How to change Filevault Personal Recovery Key through Jamf policy

sherwinadrian_d
New Contributor II

Hi guys, I'm a noob here just starting to learn how to use Jamf pro as managing our workstations. I would like to know if there is a way to Change the personal recovery key  of a station after providing it and using it with an end user?

1 ACCEPTED SOLUTION

Ismere
New Contributor III

Hi sherwinadrian_d,

in the Jamf Documentation under this link : https://docs.jamf.com/10.40.0/jamf-pro/documentation/Disk_Encryption_Configurations.html
you will find an explanation how to change the Recovery Key trough a Policy. But keep in mind that there are also some Requirements listed that need to be fulfilled.
Choosing the trigger, frequency and scope for this totally depends on your exact Usage Scenario.
Easiest way would be Check-In, Once per Computer, a static group.
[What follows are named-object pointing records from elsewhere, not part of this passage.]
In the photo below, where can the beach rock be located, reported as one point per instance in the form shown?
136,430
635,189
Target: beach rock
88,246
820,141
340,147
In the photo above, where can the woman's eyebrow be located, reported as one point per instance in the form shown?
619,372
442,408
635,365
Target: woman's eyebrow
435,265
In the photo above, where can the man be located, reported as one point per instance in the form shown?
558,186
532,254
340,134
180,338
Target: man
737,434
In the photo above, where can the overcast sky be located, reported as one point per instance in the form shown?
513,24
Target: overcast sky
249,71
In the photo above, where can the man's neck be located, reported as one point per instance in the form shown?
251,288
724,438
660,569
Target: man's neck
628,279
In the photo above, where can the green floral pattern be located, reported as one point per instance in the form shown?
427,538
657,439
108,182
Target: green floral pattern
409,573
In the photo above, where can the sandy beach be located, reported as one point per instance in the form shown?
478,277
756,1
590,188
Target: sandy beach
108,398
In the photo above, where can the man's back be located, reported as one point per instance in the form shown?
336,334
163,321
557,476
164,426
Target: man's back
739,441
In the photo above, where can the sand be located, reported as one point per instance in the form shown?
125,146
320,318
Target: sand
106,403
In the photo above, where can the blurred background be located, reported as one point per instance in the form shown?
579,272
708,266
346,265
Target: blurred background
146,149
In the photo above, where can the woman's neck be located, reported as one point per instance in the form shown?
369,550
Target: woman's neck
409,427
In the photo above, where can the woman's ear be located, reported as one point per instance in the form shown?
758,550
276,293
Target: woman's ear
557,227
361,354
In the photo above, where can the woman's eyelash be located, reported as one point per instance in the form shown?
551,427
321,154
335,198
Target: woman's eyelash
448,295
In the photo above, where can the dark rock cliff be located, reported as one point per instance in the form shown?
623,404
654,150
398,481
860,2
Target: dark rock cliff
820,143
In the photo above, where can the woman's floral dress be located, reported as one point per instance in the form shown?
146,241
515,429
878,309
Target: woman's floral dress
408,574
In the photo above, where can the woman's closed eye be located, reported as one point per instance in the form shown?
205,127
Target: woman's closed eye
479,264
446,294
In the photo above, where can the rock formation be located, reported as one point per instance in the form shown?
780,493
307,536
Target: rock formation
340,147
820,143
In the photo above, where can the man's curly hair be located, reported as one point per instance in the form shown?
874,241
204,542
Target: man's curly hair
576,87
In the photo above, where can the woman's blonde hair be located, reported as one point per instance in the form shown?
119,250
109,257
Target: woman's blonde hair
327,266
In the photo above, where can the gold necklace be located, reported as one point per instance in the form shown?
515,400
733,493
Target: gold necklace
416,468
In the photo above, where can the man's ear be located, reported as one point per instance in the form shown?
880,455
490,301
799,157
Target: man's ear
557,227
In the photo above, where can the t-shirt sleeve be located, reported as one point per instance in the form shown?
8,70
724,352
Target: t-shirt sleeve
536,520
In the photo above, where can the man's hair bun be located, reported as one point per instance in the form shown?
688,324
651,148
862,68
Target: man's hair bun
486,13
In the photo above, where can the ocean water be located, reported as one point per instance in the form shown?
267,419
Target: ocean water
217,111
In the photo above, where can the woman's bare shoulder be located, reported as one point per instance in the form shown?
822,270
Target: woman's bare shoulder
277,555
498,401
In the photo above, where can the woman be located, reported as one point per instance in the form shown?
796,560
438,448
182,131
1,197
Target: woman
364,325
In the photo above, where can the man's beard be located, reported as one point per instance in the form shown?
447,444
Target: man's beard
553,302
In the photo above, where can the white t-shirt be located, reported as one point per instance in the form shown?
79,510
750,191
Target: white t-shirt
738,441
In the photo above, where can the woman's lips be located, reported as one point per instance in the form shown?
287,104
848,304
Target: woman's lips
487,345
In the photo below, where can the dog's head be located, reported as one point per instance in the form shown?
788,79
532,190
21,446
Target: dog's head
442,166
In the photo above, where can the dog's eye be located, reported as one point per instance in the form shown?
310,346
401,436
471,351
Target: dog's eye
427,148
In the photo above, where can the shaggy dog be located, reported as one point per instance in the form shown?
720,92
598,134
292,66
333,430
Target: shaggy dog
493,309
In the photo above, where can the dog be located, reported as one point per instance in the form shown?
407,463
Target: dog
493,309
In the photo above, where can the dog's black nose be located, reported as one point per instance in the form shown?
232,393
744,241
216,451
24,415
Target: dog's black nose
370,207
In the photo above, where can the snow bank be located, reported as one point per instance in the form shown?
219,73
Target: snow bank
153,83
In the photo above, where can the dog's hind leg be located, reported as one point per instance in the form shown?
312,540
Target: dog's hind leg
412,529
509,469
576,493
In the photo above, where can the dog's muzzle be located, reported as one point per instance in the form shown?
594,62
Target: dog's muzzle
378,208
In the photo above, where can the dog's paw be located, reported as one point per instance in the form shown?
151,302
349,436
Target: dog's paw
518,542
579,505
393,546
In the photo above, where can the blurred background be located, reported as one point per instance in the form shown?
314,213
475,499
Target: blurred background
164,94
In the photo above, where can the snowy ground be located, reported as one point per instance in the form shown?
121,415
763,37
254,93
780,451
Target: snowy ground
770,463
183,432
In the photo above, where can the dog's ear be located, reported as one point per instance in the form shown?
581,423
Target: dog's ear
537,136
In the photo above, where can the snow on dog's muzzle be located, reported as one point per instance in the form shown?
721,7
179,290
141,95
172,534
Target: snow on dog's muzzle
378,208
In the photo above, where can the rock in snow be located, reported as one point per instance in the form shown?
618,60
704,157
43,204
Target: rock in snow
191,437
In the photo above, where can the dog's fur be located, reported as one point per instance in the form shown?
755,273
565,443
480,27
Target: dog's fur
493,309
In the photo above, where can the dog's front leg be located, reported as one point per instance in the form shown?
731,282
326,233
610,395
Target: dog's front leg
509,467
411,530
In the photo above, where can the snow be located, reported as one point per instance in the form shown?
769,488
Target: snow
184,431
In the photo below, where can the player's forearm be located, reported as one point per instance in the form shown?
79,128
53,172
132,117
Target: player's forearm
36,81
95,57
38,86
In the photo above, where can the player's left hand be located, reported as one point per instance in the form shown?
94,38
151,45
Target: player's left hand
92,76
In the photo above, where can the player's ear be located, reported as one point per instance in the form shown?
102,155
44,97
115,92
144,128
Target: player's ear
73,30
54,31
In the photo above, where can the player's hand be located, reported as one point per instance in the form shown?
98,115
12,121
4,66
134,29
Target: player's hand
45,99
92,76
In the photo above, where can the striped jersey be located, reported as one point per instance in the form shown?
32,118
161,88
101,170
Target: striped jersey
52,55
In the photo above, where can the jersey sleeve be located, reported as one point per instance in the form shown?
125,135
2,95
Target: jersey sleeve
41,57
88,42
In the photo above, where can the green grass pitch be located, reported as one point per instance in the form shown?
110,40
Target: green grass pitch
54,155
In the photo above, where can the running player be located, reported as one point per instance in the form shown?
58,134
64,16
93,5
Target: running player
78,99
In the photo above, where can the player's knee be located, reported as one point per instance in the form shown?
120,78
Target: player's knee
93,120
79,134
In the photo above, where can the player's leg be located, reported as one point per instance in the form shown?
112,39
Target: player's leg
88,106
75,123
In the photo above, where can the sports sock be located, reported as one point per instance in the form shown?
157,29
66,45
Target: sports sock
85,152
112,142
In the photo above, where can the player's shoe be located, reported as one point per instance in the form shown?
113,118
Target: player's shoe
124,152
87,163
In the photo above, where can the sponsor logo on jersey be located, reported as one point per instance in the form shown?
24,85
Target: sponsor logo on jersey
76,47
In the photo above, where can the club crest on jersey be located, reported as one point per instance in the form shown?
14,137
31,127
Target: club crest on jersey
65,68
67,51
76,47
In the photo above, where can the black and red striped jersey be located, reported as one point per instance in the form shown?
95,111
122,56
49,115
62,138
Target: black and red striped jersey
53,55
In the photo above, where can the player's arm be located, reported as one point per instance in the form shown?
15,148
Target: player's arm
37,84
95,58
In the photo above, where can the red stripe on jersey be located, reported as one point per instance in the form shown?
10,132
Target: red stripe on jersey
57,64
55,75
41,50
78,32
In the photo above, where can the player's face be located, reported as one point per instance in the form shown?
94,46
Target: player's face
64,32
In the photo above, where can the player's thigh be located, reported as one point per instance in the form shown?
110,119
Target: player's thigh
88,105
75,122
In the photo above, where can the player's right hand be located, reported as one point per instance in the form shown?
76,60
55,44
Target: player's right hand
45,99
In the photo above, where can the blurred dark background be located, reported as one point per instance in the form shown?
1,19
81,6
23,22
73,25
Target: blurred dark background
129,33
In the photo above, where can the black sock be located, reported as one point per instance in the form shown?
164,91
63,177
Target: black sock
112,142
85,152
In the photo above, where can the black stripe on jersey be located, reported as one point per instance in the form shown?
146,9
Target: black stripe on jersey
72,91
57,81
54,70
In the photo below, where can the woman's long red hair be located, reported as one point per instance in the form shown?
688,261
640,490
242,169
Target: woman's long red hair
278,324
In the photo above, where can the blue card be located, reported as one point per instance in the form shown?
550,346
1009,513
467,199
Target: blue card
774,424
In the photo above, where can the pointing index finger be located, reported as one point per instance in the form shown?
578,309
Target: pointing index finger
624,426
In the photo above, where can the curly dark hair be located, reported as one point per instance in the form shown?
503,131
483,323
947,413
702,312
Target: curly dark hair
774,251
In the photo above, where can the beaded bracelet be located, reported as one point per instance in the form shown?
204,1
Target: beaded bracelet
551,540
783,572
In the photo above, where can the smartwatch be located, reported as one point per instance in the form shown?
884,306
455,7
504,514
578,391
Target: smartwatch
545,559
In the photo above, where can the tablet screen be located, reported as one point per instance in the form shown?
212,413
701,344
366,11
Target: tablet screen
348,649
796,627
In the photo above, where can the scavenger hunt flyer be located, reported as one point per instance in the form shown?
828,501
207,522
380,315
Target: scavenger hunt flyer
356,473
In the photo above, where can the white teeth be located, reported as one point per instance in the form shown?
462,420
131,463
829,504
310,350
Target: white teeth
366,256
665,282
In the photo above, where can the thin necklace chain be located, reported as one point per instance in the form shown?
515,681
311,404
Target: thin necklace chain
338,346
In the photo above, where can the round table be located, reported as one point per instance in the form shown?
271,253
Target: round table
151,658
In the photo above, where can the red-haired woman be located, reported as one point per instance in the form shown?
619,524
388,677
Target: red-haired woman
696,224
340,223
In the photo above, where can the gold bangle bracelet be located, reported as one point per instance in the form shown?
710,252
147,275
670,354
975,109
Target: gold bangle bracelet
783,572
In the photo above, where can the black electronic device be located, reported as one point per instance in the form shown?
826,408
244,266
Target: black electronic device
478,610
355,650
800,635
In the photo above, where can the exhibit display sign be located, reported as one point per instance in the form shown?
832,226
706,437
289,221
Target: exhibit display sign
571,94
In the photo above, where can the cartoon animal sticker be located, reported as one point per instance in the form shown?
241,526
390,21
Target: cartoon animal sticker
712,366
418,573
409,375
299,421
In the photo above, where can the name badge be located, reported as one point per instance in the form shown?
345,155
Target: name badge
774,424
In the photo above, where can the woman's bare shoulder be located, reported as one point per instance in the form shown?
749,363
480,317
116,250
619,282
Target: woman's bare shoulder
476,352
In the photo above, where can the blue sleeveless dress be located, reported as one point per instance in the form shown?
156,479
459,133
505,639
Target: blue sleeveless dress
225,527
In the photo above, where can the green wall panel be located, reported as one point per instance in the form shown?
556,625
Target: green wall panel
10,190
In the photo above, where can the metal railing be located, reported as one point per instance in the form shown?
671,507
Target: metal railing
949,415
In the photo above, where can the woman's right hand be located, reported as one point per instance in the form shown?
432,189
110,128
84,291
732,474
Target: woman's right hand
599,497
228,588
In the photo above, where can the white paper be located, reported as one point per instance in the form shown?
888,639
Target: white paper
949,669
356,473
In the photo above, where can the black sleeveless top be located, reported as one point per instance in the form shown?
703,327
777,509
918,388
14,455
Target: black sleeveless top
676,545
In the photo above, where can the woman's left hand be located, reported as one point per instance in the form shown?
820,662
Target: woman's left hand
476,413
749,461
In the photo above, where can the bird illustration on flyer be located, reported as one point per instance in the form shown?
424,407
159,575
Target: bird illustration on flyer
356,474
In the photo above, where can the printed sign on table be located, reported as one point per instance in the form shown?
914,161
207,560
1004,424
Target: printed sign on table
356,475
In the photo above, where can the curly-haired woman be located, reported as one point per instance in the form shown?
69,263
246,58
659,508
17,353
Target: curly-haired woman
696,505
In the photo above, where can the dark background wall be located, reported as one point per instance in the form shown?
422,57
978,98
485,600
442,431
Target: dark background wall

Adding a computer to that group after you used the recovery key and flushing it if you ever need to reset it again in the future. More automated or comfortable ways should be possible but then you will need to invest more time into creating the actual workflow for it.

View solution in original post

2 REPLIES 2

Ismere
New Contributor III

Hi sherwinadrian_d,

in the Jamf Documentation under this link : https://docs.jamf.com/10.40.0/jamf-pro/documentation/Disk_Encryption_Configurations.html
you will find an explanation how to change the Recovery Key trough a Policy. But keep in mind that there are also some Requirements listed that need to be fulfilled.
Choosing the trigger, frequency and scope for this totally depends on your exact Usage Scenario.
Easiest way would be Check-In, Once per Computer, a static group. Adding a computer to that group after you used the recovery key and flushing it if you ever need to reset it again in the future. More automated or comfortable ways should be possible but then you will need to invest more time into creating the actual workflow for it.

Hi Ismere,

 

This will be very helpful to me. I will go check this out. I really appreciate your reply!